Several states this year have also targeted transgender adults in outright bans of care, although most of those bans have not progressed very far. Oklahoma originally had a bill that would ban gender affirming care up to 26 years old but has since walked the bill back to a ban for trans youth under 18. Recently, Kansas heard a bill that would ban gender affirming care up to the age of 21 years old and may vote on the bill in coming weeks. South Carolina has proposed similar legislation that would ban care up to 21 years old, though this bill has yet to receive a hearing. It is important to note that shifting the focus of these bills to adults represents a shift in the Overton Window, which aims to move closer to outright bans on all gender-affirming care while making it easier to pass bans for trans youth.
It is also important to note that targeting gender affirming care financially is a new front for the anti-trans right, and it is being embraced by leading anti-trans candidates and politicians. Donald Trump specifically outlined several ways he would do this if he achieved the presidency in a recent video: ending taxpayer dollars to care, declaring hospitals and healthcare providers as liable for lawsuits, and investigations into care providers and manufacturers of the medication used to provide gender affirming care. Ken Paxton of Texas has announced investigations into pharmaceutical companies for puberty blockers. Republicans are doing everything they can to make care illegal, and in places where they cannot make that care illegal, they want to make it financially impossible.
It remains uncertain what the future holds for the "Reverse Woke" act. If successful, the bill could result in tens of thousands of transgender adults losing coverage for gender affirming care because companies may consider it too risky to provide such coverage. As one of the first proposed anti-trans bills of this legislative cycle, it will be important to monitor whether it marks a new front in a state that has already enacted extremely stringent laws affecting LGBTQ+ residents. Given that “woke” in this act is synonymous with “transgender,” efforts to “remove woke from Florida” seem especially dark given recent legislation targeting the trans community.

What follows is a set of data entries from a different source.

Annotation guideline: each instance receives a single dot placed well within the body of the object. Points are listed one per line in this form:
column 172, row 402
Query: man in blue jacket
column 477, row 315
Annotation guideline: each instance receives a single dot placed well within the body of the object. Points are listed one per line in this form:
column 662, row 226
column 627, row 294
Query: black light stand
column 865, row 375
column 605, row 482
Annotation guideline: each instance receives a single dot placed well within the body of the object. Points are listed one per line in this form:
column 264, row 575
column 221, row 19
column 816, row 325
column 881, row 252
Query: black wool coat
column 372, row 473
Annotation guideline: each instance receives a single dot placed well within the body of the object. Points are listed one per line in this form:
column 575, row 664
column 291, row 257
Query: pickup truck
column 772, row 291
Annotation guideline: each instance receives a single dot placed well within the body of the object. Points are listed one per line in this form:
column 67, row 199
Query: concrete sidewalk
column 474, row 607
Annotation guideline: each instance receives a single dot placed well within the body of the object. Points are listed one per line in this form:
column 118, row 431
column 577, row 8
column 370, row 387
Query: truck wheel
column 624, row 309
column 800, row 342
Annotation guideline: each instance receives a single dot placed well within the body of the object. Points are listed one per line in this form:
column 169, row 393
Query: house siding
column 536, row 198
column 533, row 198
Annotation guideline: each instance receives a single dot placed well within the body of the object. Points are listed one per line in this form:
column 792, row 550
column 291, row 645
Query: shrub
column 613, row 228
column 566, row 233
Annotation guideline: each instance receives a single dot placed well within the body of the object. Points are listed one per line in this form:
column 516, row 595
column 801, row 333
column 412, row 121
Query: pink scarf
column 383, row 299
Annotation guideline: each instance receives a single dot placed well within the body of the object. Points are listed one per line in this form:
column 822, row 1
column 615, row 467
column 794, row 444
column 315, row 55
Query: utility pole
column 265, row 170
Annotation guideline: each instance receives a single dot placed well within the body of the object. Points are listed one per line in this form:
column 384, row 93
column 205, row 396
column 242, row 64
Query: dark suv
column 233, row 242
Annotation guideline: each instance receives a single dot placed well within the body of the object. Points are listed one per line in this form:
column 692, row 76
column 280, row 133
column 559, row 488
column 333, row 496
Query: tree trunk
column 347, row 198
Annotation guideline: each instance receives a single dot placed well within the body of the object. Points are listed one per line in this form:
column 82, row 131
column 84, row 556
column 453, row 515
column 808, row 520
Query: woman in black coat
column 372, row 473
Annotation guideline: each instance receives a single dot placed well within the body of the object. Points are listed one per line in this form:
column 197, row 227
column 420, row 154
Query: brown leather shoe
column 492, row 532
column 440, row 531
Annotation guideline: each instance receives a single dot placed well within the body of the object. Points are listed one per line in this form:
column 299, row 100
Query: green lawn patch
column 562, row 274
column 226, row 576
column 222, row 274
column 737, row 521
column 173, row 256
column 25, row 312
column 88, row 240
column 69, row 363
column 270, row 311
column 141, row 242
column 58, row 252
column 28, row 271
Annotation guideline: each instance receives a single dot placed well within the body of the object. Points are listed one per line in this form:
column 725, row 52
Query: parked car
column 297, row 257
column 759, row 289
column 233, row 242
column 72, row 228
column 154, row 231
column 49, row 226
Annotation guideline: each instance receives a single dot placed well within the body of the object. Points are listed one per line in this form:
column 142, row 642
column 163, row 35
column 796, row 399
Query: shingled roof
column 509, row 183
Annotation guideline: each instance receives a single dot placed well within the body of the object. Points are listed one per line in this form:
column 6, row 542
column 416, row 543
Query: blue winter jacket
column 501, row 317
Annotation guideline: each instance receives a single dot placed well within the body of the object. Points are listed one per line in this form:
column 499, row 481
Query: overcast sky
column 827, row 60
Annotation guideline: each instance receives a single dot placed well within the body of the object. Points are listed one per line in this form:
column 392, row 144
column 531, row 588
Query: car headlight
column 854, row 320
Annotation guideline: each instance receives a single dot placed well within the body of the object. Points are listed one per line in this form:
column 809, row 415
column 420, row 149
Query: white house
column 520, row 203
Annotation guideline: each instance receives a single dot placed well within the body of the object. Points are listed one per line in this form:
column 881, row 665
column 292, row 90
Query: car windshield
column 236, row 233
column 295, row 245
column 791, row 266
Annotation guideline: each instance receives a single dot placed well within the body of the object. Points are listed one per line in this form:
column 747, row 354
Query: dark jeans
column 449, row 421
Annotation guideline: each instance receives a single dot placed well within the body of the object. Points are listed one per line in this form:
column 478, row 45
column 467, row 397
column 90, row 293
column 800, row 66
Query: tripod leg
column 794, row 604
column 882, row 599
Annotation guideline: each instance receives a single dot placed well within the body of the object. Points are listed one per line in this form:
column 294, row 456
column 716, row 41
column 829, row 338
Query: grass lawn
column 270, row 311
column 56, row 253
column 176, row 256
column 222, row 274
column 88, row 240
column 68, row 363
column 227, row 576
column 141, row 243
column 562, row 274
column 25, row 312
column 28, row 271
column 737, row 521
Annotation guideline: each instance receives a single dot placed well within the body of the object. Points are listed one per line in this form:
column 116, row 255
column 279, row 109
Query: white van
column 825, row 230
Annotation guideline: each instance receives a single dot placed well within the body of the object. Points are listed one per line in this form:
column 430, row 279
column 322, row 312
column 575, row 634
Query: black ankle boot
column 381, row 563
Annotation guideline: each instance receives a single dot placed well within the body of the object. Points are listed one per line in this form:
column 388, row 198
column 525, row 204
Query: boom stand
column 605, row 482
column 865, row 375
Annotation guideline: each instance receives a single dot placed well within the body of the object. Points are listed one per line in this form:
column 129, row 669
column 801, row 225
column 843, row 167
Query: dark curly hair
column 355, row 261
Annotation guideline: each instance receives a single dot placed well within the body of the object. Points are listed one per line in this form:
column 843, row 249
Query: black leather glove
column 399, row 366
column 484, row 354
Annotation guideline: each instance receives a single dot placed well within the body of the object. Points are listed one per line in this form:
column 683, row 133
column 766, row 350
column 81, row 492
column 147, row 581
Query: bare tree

I think another likely outcome is that businesses decide it's just not worth it to do business in Florida or other states like it. A lot of companies that provide gender-affirming care in Tennessee for example will reimburse the cost of travel to other states where gender-affirming care is provided (and similarly with abortion access).
I get the feeling that at some point companies are just going to decide it's not worth the cost of doing business in states that saddle them with these kinds of requirements. Which is bad for the state overall, but will probably make for a double whammy when you can't get gender-affirming care AND your job gets moved somewhere else.
Is it possible for employers to include language in employment contracts to nullify the right to sue said employer and insurance company? Also, if the employee is in Florida and the company is headquartered in Chicago, isn't that interference with interstate commerce that would then fall under federal law. It seems like there are a lot of loopholes that can be used to get around this.